Since the gravitational field, or potential, can be represented in this way, it follows from the
divergence theorem and the fact that we live in a three-dimensional space that the exponent of
“r” must be “2.” Hence, if the exponent of “r” was something other than “2,” it follows that
gravity could not be represented in terms of a potential that obeys Poisson’s equation. But, it
does not follow from the inability to represent gravity as such a potential that it is inconsistent
for the exponent of “r” to be something other than “2” for r.
Changing the exponent of “r,” of course, would also have consequences for other equations in
physics. For example, if we consider general relativity to be the correct theory of gravity, then
the fundamental equation of general relativity relating mass with space-time curvature
(Einstein’s equation) would have to be different if some other exponent than “2” occurred in
Newton’s law. The reason is that it follows from Einstein’s equation that in the Newtonian
limit–that is, those ordinary situations where Newton’s law is known to be valid–that the
force of attraction can be represented in terms of a potential that obeys Poisson’s equation
(See Wald, 1984, pp. 76-77 for derivation). No doubt, if the exponent of “r” were something
other than “2” in Newton’s law of gravity, the fundamental equation of general relativity
would probably need to be much more complex than it is. As is, however, the equations
governing gravity are “doubly simple”: Einstein’s equation is well-known for its simplicity,
and when the Newtonian limit is taken of Einstein’s equation, it yields a further equation that
it also simple. Thus, one has a harmonious network of simple equations.

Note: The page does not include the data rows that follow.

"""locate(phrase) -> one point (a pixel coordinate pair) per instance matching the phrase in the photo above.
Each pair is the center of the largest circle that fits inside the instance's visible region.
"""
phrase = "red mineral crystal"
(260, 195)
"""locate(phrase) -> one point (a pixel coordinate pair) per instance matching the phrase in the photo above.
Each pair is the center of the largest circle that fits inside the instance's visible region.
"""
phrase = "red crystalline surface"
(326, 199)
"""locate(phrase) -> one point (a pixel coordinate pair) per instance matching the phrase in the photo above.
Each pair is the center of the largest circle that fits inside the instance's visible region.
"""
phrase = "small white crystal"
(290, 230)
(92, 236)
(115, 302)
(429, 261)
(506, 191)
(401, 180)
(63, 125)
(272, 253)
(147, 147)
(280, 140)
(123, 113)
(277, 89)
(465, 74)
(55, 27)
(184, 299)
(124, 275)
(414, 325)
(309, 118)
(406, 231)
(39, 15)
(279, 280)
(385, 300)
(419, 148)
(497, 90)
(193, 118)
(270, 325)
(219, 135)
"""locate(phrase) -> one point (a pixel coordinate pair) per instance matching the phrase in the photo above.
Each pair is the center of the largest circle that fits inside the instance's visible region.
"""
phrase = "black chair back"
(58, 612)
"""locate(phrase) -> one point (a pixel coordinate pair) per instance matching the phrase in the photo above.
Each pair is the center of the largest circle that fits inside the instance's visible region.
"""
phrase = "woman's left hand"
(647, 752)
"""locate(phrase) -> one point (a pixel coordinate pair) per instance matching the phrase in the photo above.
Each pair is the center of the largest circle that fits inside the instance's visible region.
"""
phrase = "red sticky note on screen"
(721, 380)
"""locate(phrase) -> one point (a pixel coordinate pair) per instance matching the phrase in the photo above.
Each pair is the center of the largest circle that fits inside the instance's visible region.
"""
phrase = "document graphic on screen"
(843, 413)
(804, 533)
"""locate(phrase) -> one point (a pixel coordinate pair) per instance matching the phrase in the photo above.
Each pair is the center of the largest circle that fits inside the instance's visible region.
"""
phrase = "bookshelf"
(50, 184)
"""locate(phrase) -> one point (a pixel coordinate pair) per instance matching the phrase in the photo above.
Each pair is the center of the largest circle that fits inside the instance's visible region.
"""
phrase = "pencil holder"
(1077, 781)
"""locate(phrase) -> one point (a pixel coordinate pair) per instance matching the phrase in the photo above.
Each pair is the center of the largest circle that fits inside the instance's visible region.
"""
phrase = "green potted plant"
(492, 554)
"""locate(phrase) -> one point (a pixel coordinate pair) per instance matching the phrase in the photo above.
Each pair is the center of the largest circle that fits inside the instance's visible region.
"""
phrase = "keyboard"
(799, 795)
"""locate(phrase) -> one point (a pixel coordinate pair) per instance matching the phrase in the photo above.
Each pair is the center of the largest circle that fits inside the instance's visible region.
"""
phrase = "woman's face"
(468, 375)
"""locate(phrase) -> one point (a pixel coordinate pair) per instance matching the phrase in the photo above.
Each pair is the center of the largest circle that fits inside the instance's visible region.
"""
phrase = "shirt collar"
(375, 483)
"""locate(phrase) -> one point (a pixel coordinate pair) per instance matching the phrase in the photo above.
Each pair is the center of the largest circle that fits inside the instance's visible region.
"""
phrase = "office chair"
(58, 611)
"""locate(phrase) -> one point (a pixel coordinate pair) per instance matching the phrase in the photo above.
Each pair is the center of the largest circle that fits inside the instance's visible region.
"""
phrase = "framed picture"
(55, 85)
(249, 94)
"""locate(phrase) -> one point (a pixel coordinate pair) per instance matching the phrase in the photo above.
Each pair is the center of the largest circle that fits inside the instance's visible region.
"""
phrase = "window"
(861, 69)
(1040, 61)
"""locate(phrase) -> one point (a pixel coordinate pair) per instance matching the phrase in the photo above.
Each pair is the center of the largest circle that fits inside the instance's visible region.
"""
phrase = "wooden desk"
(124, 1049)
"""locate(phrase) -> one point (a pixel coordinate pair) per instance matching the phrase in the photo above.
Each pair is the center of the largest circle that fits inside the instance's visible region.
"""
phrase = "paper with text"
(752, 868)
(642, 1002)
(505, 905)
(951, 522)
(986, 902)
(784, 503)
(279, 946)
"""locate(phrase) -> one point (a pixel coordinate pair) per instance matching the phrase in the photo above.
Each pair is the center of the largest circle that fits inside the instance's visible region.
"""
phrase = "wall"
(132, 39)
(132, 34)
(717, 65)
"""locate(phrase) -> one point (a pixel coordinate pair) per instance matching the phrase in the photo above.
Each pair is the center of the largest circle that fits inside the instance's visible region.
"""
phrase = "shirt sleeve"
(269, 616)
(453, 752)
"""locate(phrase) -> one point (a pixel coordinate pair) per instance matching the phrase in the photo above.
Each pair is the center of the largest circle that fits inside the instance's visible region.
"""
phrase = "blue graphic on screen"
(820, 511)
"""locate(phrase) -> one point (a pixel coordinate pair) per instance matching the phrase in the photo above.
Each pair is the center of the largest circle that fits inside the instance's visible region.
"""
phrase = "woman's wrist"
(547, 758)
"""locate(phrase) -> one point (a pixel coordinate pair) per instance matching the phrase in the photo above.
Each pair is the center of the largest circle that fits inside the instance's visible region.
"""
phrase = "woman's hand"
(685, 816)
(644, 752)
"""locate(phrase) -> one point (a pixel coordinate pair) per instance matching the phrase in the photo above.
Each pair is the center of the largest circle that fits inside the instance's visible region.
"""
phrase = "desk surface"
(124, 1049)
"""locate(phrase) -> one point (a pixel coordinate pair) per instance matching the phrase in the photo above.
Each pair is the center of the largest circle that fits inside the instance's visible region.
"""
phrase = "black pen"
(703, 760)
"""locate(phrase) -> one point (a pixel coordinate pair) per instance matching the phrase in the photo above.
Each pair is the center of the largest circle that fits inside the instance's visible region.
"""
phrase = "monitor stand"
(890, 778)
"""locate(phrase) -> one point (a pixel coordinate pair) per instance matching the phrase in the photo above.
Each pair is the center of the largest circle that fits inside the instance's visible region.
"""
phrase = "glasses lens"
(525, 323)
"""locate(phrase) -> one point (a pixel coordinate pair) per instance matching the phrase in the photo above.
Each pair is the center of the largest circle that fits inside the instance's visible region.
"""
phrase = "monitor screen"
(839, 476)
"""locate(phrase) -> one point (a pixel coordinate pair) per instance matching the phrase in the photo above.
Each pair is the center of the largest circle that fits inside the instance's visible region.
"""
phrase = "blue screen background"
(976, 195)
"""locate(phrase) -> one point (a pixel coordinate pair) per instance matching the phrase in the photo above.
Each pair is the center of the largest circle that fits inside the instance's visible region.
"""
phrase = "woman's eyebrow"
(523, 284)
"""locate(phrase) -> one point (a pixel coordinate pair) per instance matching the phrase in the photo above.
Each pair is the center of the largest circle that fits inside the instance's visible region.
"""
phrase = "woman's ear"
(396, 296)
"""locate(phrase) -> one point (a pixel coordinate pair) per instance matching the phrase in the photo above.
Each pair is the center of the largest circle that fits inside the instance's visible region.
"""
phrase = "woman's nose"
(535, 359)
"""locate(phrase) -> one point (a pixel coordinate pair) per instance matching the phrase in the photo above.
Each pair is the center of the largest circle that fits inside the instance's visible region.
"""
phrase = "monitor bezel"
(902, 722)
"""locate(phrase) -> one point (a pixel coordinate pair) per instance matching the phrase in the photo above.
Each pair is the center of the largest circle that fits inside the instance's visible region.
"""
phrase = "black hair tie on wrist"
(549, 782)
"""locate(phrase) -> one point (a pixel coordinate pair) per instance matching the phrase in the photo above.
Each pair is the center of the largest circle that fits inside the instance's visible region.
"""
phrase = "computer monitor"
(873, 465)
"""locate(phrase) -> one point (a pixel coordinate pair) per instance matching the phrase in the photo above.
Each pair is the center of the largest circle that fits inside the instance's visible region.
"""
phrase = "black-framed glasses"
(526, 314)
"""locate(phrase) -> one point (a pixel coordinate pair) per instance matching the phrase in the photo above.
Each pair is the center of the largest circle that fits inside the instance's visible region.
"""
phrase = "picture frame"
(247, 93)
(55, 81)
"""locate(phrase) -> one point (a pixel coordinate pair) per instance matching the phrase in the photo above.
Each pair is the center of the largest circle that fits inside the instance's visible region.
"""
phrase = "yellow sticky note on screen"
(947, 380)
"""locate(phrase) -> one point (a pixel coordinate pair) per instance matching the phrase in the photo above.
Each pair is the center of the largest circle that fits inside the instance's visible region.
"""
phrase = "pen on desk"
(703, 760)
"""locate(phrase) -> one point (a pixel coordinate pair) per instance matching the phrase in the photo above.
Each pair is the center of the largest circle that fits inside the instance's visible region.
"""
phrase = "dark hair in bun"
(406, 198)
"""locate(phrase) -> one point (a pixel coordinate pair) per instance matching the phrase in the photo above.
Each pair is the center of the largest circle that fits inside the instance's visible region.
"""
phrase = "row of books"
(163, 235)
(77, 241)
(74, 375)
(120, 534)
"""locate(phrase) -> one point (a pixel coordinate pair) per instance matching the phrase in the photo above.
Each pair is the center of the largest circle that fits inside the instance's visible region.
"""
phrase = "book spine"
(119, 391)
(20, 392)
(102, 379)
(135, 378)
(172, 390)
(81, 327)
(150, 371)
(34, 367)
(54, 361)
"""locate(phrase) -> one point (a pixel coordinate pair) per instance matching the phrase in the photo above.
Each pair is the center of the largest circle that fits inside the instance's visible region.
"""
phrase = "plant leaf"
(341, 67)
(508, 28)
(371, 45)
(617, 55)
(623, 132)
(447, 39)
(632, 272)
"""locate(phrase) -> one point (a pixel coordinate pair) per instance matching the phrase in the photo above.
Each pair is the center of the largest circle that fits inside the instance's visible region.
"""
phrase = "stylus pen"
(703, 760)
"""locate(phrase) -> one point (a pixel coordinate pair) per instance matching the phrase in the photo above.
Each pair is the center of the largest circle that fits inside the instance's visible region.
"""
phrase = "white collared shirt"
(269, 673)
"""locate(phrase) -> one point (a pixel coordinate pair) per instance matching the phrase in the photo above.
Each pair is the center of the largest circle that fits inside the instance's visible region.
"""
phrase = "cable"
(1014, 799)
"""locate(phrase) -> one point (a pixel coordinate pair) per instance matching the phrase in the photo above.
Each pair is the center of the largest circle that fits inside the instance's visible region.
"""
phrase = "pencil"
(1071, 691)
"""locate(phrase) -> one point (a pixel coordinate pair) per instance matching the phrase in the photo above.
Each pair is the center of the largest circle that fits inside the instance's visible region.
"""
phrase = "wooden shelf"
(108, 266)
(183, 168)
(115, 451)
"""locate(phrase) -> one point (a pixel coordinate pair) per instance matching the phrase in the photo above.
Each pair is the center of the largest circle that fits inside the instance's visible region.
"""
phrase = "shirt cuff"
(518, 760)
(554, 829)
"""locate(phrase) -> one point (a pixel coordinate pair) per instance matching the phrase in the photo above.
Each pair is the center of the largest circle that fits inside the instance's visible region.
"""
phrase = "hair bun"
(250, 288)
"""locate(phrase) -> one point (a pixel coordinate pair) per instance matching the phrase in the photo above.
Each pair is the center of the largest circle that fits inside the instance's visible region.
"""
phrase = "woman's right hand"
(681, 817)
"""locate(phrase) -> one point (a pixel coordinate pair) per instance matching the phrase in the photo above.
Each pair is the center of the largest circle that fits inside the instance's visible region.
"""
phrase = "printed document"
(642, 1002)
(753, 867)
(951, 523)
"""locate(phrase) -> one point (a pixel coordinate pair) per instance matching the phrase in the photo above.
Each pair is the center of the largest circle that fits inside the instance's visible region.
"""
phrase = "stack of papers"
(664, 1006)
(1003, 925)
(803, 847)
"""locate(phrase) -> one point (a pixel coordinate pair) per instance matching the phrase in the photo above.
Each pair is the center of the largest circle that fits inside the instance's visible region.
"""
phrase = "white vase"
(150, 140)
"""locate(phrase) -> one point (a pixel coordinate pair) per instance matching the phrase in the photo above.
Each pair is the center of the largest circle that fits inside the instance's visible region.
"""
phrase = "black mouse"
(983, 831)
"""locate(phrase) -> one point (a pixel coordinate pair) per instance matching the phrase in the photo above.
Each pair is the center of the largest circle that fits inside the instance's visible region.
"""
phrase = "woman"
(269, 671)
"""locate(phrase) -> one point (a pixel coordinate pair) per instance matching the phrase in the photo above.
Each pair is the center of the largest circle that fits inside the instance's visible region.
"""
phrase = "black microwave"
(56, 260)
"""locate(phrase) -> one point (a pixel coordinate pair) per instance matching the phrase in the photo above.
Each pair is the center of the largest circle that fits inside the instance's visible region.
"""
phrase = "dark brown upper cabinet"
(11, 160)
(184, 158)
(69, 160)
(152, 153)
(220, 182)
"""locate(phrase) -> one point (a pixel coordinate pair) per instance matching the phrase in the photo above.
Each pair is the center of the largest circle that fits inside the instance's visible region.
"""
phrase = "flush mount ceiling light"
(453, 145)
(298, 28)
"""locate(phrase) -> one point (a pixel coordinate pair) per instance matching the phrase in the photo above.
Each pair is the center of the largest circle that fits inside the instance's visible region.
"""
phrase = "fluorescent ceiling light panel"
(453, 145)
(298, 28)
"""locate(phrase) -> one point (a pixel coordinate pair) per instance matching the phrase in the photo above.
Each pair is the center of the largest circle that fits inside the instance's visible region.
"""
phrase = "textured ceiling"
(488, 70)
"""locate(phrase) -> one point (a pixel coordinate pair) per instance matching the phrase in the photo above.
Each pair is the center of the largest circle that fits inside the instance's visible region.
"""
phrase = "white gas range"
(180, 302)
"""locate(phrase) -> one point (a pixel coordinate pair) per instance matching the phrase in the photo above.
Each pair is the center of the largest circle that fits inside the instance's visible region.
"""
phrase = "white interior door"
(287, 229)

Finally, it should be noted that changing Newton’s law might also have further physical
consequences for other equations in physics, thus affecting the whole network of equations of
physics. (Of course, whether this is the case will have to await a theory of quantum gravity,
something we do not have yet.) From this larger perspective in which each equation is seen as
part of an interlocking network of equations, however, the problem of simplicity still remains:
namely, Why does the super-many-universe generator produce a physically consistent
network of equations each of which displays such simplicity?